Predictably, this story, despite almost a thousand upvotes, is nowhere to be found on HN front page. Daily reminder that HN is a commercial entity and works hard to avoid annoying their potential business partners.
Just wondering, what's the reasoning for not applying more heavy handed moderation on which stories get dumped off the front page? Why not manually suppress a submission when you think the comments are likely to be of low quality, rather than leave an unrepliable comment at the top? A more curated place would be welcome, in order to stave off some of the eternal September-ness places undergo. There are other places on the Internet to have those discussions; HN doesn't have to be the place for that. There seem to be quite a few submissions on the frontpage these days that would fall under the "If they'd cover it on TV news, it's probably off-topic" section of the guidelines and all I can do is flag them when I see them.
Moderation is soft power. People think we have the power to be heavy handed, and a lot of users think that's what we do (just look at threads like this one), but we don't and we aren't. Mostly we just try to please the community, while doing our best to foster the mandate of the site. Of course this is impossible; the community can't be pleased, because different people want different things and many are incompatible. But if there's a way to keep it least-unpleased, that's what we're going for.

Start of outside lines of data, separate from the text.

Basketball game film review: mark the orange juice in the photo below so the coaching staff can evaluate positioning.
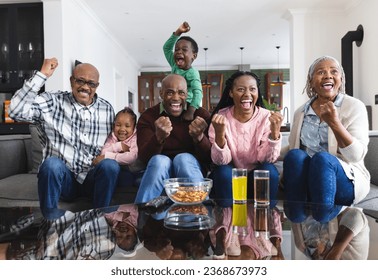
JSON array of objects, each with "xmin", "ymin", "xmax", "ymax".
[
  {"xmin": 232, "ymin": 203, "xmax": 247, "ymax": 227},
  {"xmin": 232, "ymin": 176, "xmax": 247, "ymax": 203}
]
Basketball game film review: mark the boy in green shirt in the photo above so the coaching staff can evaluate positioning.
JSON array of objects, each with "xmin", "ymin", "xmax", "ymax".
[{"xmin": 163, "ymin": 22, "xmax": 203, "ymax": 121}]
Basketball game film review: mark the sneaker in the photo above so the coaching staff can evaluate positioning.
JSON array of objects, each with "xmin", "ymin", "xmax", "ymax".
[{"xmin": 226, "ymin": 233, "xmax": 241, "ymax": 257}]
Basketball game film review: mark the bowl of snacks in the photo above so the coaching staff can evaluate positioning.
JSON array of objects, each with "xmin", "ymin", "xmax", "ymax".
[{"xmin": 164, "ymin": 178, "xmax": 213, "ymax": 205}]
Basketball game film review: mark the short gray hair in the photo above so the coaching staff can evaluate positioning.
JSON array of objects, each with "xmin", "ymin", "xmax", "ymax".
[{"xmin": 302, "ymin": 55, "xmax": 345, "ymax": 98}]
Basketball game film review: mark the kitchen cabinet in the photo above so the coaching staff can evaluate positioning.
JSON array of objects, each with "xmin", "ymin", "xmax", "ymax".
[
  {"xmin": 202, "ymin": 74, "xmax": 223, "ymax": 112},
  {"xmin": 0, "ymin": 3, "xmax": 44, "ymax": 134},
  {"xmin": 265, "ymin": 72, "xmax": 283, "ymax": 110},
  {"xmin": 138, "ymin": 75, "xmax": 165, "ymax": 113}
]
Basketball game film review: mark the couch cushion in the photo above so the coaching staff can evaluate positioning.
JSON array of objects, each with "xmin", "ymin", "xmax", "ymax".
[
  {"xmin": 0, "ymin": 135, "xmax": 30, "ymax": 179},
  {"xmin": 365, "ymin": 131, "xmax": 378, "ymax": 186},
  {"xmin": 0, "ymin": 174, "xmax": 39, "ymax": 207},
  {"xmin": 29, "ymin": 124, "xmax": 42, "ymax": 174}
]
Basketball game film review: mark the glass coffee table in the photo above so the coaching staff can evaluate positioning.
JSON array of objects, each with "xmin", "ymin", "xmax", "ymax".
[{"xmin": 0, "ymin": 200, "xmax": 378, "ymax": 260}]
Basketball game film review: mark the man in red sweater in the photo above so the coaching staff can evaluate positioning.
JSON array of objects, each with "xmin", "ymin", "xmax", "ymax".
[{"xmin": 135, "ymin": 74, "xmax": 211, "ymax": 203}]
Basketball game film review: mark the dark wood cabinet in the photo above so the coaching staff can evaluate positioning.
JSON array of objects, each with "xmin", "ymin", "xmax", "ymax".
[
  {"xmin": 202, "ymin": 74, "xmax": 223, "ymax": 112},
  {"xmin": 265, "ymin": 72, "xmax": 283, "ymax": 110},
  {"xmin": 0, "ymin": 3, "xmax": 44, "ymax": 92},
  {"xmin": 0, "ymin": 3, "xmax": 44, "ymax": 134},
  {"xmin": 138, "ymin": 75, "xmax": 165, "ymax": 113}
]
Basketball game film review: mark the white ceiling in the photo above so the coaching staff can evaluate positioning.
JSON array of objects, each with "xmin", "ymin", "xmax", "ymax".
[
  {"xmin": 79, "ymin": 0, "xmax": 354, "ymax": 70},
  {"xmin": 0, "ymin": 0, "xmax": 359, "ymax": 71}
]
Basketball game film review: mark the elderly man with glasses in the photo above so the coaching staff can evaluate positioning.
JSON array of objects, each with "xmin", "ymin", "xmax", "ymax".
[{"xmin": 9, "ymin": 58, "xmax": 120, "ymax": 219}]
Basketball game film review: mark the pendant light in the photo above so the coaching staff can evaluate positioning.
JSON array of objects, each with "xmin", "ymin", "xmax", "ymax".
[
  {"xmin": 270, "ymin": 46, "xmax": 286, "ymax": 86},
  {"xmin": 202, "ymin": 48, "xmax": 211, "ymax": 88}
]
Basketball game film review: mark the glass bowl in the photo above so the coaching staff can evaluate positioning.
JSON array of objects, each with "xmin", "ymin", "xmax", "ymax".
[{"xmin": 164, "ymin": 178, "xmax": 213, "ymax": 205}]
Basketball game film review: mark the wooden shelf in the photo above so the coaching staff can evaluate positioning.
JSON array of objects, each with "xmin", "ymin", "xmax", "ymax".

The posts you're asking about are in the vexed category where parts of the community feel they absolutely belong on HN while other parts believe they don't. Not only that, but the topics themselves have contradictory qualities: they're partly intellectually interesting, partly sensational gossip, partly a political slugfest. Unfortunately the slugfest is dominating everything else right now. I wrote about this here: https://news.ycombinator.com/item?id=33992824. That's also why I pinned https://news.ycombinator.com/item?id=34010948 and https://news.ycombinator.com/item?id=34010908 to the top of the two threads last night.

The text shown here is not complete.